Pleading, The old system of


Standard of Proof
Last updated: 21-Jun-2015

In Cooper v Slade (1858), 6 HL Cas 746, Willes J said at p 772:

As a difference of opinion exists upon this question, I may be excused for referring to an authority in support of the elementary proposition that in civil cases the preponderance of probability may constitute sufficient ground for a verdict. … So long since as the 14 Eliz., DYER CJ, and a majority of the other justices of the Common Pleas laid down this distinction between pleadings and evidence, 'that in a writ or declaration or other pleading certainty ought to be shown, for there the party must answer to it, and the court must adjudge upon it; and that which the party shall be compelled to answer to, and which is the foundation whereupon the court is to give judgment, ought to be certain, or else the party would be driven to answer to what he does not know and the court to give judgment upon that which is utterly uncertain. But where the matter is so far gone that the parties are at issue, or that the inquest is awarded by default, so that the jury is to give a verdict one way or the other, there, if the matter is doubtful, they may found their verdict upon that which appears the most probable, and by the same reason that which is most probable shall be good evidence'.

In Miller v Minister of Pensions [1947] 2 All ER 372 Denning J summarized requirements for the standard of proof to convict the accused in a criminal case, as below:

It need not reach certainty, but it must carry a high degree of probability. Proof beyond reasonable doubt does not mean proof beyond a shadow of a doubt. The law would fail to protect the community if it permitted fanciful possibilities to deflect the course of justice. If the evidence is so strong against a man as to leave only a remote possibility in his favour which can be dismissed with the sentence "Of course it is possible but not in the least probable", the case is proved beyond reasonable doubt; nothing short will suffice."

He then set the standard of proof for a civil case in the following words:

It must carry a reasonable degree of probability, not so high as is required in a criminal case. If the evidence is such that the tribunal can say: ‘we think it more probable than not’, the burden is discharged, but if the probabilities are equal it is not.

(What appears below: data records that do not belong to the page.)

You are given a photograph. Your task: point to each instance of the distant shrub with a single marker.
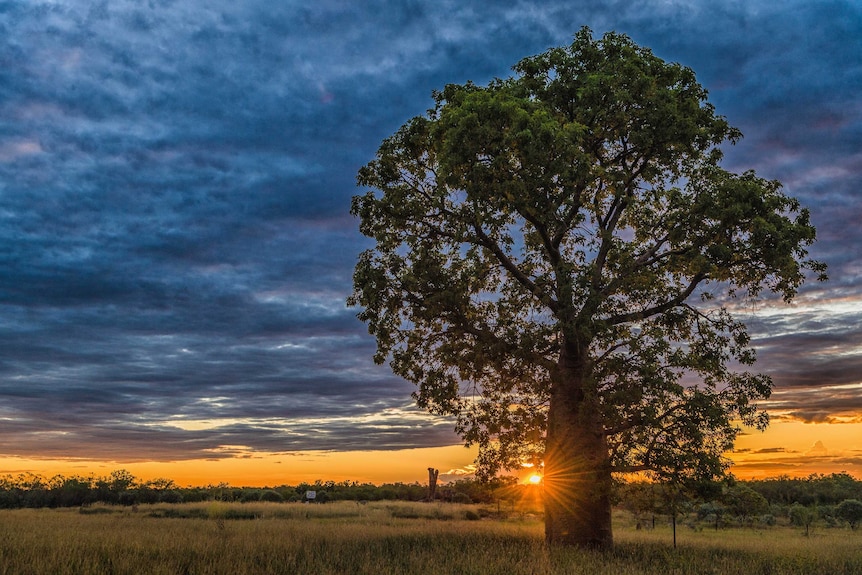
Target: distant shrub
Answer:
(271, 496)
(461, 498)
(850, 510)
(170, 496)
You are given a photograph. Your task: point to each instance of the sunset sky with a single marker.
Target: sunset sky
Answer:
(176, 247)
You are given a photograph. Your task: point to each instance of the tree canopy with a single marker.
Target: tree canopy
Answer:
(557, 259)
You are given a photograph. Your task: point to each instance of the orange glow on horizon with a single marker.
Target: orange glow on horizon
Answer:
(786, 448)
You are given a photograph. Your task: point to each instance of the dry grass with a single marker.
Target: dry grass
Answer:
(383, 538)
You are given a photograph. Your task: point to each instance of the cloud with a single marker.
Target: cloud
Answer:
(175, 180)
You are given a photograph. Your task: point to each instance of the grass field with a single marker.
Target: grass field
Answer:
(385, 537)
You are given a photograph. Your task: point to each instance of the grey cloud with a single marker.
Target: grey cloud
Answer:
(175, 179)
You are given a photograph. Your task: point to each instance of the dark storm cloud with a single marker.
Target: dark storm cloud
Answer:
(175, 178)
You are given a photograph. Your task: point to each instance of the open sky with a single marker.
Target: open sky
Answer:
(176, 247)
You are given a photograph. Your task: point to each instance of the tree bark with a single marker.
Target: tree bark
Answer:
(432, 482)
(577, 464)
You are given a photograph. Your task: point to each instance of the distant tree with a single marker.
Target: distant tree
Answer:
(553, 256)
(850, 510)
(744, 503)
(803, 516)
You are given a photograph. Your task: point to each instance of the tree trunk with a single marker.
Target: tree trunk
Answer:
(577, 466)
(432, 482)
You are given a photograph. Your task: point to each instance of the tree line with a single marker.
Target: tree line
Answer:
(830, 500)
(123, 488)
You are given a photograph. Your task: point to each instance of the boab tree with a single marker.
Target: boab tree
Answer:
(556, 259)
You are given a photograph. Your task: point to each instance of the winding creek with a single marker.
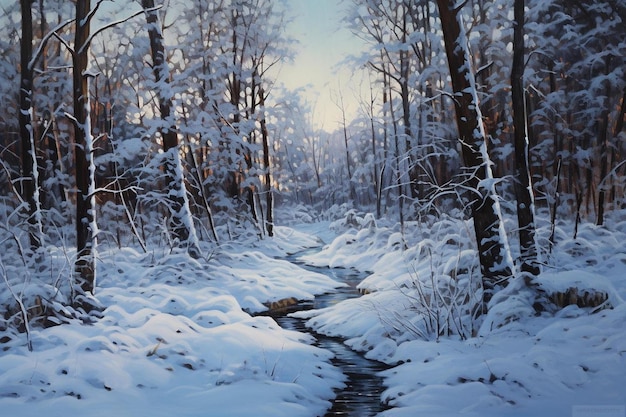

Denning LJ referred both to criminal and to civil cases again in Bater v Bater [1950] 2 All ER 458 at p 459:

The difference of opinion which has been evoked about the standard of proof in these cases may well turn out to be more a matter of words than anything else. It is true that by our law there is a higher standard of proof in criminal cases than in civil cases, but this is subject to the qualification that there is no absolute standard in either case. In criminal cases the charge must be proved beyond reasonable doubt, but there may be degrees of proof within that standard. Many great judges have said that, in proportion as the crime is enormous, so ought the proof to be clear. So also in civil cases. The case may be proved by a preponderance of probability, but there may be degrees of probability within that standard. The degree depends on the subject-matter. A civil court, when considering a charge of fraud, will naturally require a higher degree of probability than that which it would require if considering whether negligence were established. It does not adopt so high a degree as a criminal court, even when it is considering a charge of a criminal nature, but still it does require a degree of probability which is commensurate with the occasion.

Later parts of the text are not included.